Windows NT was the real deal, though, shedding off its real mode roots with essentially a reimplementation. It only became part of the "mainstream" Windows versions with Windows XP (Windows 2000 was based on NT already, but still marketed alongside the "legacy" Windows 95/98/ME).


I have a VERY vague memory that you could copy win32s from 3.1 into 3.0 to help running 32bit apps there. There might have been some fiddling with some sys.ini involved. But I might just be dreaming awake or something...


I can imagine that you're right! Would not be too surprising if Win32s was self-contained enough, and the differences between 3.0 and 3.1 small enough (although there were larger ones at least in some other aspects), that this could be done reasonably. (Though most apps were still likely to be 16 bit apps at that time, so not making any use of Win32s.)


The original 8086 processor could directly address up to 1 megabyte of memory. The PC memory map allocated 640 KB of that for RAM.

The first kind of further memory expansion was classic bank-switching. Within that 1 megabyte address space, you insert a window, say 32 kilobytes, which can be set to some 32 KB section of the extra memory. Same way more than 64 KB was added to systems like the Apple II, which could only address 64 KB. It's a pain to program for this kind of arrangement.

Later, when running in protected mode, the Intel 286 would be able to directly address up to 16 megabytes of RAM, and the Intel 386 up to 4 gigabytes. Memory managers running in protected mode that could access this memory directly were created, which would handle memory for DOS applications.

Those two approaches for > 1 MB are XMS and EMS. Though I can't remember which is which!


There’s an excellent post on this at https://www.filfre.net/2017/04/the-640-k-barrier/


Brings back memories.
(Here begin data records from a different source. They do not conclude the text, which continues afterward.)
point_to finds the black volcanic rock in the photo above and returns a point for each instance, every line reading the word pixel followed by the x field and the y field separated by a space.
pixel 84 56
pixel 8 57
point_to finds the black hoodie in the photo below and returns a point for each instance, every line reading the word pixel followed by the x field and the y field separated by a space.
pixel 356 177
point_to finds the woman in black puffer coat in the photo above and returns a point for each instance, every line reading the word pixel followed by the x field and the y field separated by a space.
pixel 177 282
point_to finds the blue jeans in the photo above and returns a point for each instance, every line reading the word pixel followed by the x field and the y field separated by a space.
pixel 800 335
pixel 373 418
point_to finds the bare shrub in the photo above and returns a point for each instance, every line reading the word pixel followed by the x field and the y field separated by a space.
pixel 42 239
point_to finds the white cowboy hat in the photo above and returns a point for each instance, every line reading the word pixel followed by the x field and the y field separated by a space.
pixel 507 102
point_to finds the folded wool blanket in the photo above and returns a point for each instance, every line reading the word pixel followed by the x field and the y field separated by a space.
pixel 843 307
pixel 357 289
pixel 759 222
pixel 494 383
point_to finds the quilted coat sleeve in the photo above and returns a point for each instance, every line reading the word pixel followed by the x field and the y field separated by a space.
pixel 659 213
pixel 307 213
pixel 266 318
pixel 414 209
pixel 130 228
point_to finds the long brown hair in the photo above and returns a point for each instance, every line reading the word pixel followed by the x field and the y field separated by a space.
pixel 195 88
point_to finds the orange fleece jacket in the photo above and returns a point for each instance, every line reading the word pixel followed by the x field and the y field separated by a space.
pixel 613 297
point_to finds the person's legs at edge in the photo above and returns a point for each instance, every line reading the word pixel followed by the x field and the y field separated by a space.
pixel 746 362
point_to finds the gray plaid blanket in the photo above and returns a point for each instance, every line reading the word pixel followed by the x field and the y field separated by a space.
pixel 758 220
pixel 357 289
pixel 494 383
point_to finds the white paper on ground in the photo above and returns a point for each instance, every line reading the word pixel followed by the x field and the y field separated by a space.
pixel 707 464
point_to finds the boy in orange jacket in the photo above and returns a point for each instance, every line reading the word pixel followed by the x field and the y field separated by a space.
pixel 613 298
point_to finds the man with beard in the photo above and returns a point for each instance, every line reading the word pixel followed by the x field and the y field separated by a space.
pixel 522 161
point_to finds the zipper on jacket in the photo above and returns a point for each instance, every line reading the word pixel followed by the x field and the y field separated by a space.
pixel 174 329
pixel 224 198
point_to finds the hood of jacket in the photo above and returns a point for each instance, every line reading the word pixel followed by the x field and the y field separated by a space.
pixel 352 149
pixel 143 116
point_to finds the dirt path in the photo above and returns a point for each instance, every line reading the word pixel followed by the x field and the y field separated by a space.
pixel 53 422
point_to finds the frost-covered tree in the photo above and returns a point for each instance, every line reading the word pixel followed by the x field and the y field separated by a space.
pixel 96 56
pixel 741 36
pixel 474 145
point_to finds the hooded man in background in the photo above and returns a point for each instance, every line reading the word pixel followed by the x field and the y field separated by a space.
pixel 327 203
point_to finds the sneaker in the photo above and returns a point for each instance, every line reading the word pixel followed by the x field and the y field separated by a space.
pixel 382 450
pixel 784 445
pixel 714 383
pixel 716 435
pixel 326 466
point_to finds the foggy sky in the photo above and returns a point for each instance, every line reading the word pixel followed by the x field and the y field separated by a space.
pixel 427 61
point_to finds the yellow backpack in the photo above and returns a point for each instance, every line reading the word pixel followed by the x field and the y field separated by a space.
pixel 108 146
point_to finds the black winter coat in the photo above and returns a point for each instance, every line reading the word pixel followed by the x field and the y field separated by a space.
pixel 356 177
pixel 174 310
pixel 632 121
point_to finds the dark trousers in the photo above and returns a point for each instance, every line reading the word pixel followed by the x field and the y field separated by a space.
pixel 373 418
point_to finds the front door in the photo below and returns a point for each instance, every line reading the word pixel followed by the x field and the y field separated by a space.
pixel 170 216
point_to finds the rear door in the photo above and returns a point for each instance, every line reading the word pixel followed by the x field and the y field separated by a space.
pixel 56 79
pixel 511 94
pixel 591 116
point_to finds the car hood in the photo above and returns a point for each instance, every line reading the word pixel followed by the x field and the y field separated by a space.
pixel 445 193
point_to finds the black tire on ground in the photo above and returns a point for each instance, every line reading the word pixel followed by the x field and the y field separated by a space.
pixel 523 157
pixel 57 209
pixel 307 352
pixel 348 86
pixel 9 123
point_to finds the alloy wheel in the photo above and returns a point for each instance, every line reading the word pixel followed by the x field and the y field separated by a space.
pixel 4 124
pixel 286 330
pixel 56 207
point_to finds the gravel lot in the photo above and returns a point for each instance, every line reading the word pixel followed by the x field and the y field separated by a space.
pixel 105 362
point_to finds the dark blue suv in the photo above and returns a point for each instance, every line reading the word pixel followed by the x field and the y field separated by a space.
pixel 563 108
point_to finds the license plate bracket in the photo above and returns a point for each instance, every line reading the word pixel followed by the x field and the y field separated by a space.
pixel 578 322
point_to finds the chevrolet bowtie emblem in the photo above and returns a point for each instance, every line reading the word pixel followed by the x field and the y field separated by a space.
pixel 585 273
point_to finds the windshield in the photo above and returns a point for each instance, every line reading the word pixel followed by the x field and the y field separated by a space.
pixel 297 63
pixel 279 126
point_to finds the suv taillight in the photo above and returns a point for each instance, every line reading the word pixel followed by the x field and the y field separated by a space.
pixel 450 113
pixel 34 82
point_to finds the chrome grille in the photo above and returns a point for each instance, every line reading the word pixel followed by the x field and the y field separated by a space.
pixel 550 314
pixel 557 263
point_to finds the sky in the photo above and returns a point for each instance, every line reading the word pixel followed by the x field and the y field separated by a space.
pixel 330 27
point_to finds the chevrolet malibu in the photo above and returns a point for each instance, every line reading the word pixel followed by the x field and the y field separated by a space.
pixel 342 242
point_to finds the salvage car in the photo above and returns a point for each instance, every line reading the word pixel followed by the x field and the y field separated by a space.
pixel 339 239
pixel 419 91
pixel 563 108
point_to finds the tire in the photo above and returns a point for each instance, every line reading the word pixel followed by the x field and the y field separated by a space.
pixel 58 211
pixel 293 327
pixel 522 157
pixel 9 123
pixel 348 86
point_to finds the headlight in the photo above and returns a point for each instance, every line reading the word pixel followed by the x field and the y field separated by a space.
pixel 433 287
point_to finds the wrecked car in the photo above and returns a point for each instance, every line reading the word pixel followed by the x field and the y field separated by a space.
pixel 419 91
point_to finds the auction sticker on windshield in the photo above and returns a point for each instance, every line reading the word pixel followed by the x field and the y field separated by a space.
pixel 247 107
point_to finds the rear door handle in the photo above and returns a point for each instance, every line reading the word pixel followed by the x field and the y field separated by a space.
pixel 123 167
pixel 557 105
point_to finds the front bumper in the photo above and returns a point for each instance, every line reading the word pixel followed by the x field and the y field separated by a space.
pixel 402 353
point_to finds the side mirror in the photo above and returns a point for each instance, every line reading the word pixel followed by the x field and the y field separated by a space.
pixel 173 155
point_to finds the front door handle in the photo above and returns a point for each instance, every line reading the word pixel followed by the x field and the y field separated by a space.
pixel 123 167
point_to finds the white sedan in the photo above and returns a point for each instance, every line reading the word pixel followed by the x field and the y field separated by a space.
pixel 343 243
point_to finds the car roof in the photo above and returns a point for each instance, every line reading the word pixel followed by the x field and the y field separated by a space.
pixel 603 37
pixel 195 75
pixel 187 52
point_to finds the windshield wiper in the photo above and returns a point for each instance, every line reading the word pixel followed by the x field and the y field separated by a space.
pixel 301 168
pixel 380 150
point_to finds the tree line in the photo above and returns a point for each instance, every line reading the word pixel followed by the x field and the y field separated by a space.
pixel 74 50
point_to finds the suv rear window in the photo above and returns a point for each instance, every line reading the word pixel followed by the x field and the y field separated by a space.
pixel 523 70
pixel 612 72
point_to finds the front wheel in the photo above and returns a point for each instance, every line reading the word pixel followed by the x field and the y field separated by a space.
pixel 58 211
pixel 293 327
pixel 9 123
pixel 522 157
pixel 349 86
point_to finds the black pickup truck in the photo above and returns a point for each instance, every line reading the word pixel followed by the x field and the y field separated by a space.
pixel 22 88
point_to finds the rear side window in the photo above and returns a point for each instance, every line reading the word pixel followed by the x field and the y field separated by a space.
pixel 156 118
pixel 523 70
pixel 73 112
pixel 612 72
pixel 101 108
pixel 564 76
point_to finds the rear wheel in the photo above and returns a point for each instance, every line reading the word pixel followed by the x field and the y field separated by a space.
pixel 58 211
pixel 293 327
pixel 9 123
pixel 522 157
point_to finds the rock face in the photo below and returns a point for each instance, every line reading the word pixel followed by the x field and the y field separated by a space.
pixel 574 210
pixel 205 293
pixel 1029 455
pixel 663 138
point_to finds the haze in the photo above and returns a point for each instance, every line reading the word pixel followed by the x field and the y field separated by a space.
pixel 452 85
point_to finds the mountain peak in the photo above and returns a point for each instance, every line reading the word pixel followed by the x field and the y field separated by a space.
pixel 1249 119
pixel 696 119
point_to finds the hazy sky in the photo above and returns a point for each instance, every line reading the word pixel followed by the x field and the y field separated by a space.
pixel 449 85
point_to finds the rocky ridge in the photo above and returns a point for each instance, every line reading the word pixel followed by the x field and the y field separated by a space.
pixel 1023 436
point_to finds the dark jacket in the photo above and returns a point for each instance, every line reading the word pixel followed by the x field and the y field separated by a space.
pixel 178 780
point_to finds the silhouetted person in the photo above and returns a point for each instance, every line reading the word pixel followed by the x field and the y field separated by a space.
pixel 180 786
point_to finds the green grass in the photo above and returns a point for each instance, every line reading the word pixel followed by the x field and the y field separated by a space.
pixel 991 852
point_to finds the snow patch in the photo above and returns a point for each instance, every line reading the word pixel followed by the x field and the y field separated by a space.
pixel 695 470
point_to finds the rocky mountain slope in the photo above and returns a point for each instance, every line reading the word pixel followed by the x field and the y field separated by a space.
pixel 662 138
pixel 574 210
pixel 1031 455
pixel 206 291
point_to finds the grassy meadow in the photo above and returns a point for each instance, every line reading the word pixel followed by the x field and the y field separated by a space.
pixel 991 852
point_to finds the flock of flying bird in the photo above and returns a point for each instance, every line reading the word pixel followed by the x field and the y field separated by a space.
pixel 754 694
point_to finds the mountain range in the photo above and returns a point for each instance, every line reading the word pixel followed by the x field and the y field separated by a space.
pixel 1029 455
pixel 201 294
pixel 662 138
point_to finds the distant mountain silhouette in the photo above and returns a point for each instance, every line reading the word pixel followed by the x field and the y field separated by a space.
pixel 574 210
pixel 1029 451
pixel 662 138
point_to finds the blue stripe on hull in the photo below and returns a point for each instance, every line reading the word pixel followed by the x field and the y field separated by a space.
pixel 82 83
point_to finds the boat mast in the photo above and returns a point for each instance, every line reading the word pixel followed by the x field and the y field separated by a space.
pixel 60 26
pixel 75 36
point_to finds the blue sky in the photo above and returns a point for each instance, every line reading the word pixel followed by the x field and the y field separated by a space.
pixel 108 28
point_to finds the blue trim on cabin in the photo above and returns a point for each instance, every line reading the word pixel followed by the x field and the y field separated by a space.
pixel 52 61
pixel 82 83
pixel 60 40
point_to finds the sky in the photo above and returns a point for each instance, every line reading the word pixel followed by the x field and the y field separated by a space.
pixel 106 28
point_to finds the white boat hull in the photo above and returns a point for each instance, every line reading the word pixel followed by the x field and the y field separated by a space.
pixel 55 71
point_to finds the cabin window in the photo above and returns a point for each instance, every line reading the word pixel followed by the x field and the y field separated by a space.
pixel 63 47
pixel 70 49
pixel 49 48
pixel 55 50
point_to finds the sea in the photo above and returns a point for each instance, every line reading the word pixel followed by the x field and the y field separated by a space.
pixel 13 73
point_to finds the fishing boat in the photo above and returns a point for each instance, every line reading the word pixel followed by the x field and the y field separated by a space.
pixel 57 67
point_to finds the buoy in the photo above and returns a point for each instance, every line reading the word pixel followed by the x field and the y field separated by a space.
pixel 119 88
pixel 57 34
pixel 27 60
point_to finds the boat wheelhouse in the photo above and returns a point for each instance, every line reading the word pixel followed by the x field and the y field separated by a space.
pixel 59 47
I remember my parents being astonished when little me fixed our old IBM PC/XT, which was not booting from the hard disk using a low level format „hack“ I found in a copy of PC magazine [0]. The trick was to boot from floppy first and trigger a BIOS interrupt to do the low level format.

[0] https://youtu.be/PW787WRG8h4


Extended memory (XMS) is RAM that is addressed above the first megabyte of the address space.

Expanded memory (EMS) is bank switched RAM that stays inside the 640K barrier.


> that stays inside the 640K barrier

Yes, but to be super pedantic, it stayed within the 1MB barrier[1] that real mode could "officially" address. It was perfectly okay to have your EMS window above the A000h segment in memory, i.e. above 640k, if no device was using it.

[1] Plus some change known as the "high memory area" (HMA), an artifact of how linear addresses are calculated from segment and offset.